Last year, after badgering members of the Catholic Worker community across the 
country, I tracked down America’s most famous living priest. When I arrived at 
Berrigan’s Lower West Side friary in Manhattan, I half expected to find a 
Bible-toting warrior, but on that clement morning, I walked into the friary’s 
cozy hallway to find a slightly hunched elderly man with a meek smile and skin 
crinkled like aluminum foil. Greeting me with the softest, gentlest “hello” 
that I’ve heard since my first day at Montessori school, Father Berrigan 
clasped my hand and led me into his tastefully decorated office. The walls of 
his office showcased posters of freedom fighters such as Mahatma Gandhi, a 
child’s drawing of a circus clown, and framed quilts of butterflies. Among his 
impressive collection of books are volumes by his longtime heroes: Dorothy Day, 
Martin Luther King Jr., and Thomas Merton. Just shy of his ninetieth birthday, 
Berrigan spoke with me for an hour and a half, patiently answering my many 
questions and stopping only twice or so to cough.

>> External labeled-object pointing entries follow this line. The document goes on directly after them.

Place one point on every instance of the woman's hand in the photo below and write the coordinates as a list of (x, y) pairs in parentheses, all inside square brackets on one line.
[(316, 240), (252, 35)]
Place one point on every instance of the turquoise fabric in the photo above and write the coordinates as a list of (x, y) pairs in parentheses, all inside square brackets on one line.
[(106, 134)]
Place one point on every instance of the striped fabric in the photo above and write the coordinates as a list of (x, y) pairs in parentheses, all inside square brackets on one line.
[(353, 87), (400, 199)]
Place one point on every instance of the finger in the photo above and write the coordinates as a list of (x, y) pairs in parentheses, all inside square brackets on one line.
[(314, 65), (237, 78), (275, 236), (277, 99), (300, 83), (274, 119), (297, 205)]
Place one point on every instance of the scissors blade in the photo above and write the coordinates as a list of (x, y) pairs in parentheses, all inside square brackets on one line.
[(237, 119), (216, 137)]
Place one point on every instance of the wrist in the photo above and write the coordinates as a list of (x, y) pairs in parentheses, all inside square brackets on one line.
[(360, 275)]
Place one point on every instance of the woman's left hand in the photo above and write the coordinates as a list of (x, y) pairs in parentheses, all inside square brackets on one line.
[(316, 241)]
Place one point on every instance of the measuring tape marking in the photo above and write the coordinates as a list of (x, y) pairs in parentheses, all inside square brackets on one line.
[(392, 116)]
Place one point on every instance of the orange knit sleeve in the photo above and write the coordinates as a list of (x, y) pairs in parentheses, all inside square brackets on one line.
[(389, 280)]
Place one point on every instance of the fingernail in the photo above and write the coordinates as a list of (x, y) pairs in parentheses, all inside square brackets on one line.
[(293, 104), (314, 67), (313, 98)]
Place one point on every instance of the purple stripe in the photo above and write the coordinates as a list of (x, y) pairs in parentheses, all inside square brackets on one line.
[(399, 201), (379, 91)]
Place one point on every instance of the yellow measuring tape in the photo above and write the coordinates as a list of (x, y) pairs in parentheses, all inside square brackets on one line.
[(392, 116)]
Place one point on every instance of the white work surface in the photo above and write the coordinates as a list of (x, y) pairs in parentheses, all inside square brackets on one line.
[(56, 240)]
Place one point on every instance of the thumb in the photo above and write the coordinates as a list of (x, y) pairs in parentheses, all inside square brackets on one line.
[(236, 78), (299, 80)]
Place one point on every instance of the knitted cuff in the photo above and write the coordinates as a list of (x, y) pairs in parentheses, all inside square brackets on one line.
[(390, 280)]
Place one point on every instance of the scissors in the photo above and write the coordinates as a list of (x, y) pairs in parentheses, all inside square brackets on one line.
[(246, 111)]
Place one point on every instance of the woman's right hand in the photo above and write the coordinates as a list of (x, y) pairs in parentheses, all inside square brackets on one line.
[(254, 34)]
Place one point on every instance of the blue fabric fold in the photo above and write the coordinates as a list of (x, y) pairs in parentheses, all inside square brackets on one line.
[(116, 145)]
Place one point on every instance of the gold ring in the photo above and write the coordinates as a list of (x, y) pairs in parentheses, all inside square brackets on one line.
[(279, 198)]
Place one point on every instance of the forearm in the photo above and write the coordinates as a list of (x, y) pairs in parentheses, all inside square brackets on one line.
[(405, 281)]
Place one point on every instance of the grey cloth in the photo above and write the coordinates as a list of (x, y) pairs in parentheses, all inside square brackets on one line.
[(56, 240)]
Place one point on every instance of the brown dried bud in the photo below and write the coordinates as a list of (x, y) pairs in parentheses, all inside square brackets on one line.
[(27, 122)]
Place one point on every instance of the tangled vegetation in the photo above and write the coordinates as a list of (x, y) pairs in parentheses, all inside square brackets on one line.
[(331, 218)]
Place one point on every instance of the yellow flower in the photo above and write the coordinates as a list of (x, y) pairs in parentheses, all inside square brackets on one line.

  Berrigan told me of surviving a Depression-era boyhood, an abusive father, 
and countless wars to emerge with a startlingly simple message: stop the 
violence. If Berrigan had lived during slavery, he would have fought with the 
abolitionists, but he would not have joined John Brown in leading violent slave 
insurrections. Even at the height of his Vietnam antiwar activism--or, as his 
detractors would say, the height of his arrogance--Berrigan never condoned 
violence. A tape-recorded message to the Weatherman Underground, attributed to 
Berrigan in 1971, pleads with the militant group to return to nonviolence, 
warning,: “No principle is worth the sacrifice of a single human being.”
  In a world still wracked by violence, Berrigan’s peace testimony remains 
largely unheard and his pacifist views are too often dismissed as naïve.  As we 
celebrate his lifelong commitment to social justice activism on his birthday, 
may we remember his startlingly clear message that violence is not the answer 
even when it’s seems most tempting and most justified.  As Berrigan and so many 
others have noted, our convictions matter most when they’re tested on the 
crucible of life -- not when they are easy, safe, and fashionable. If we 
believe in a world in which international law triumphs over unilateral action; 
mercy triumphs over vengeance; and clemency over sacrifice then Berrigan’s 
lifelong testimony teaches us that there are no exceptions.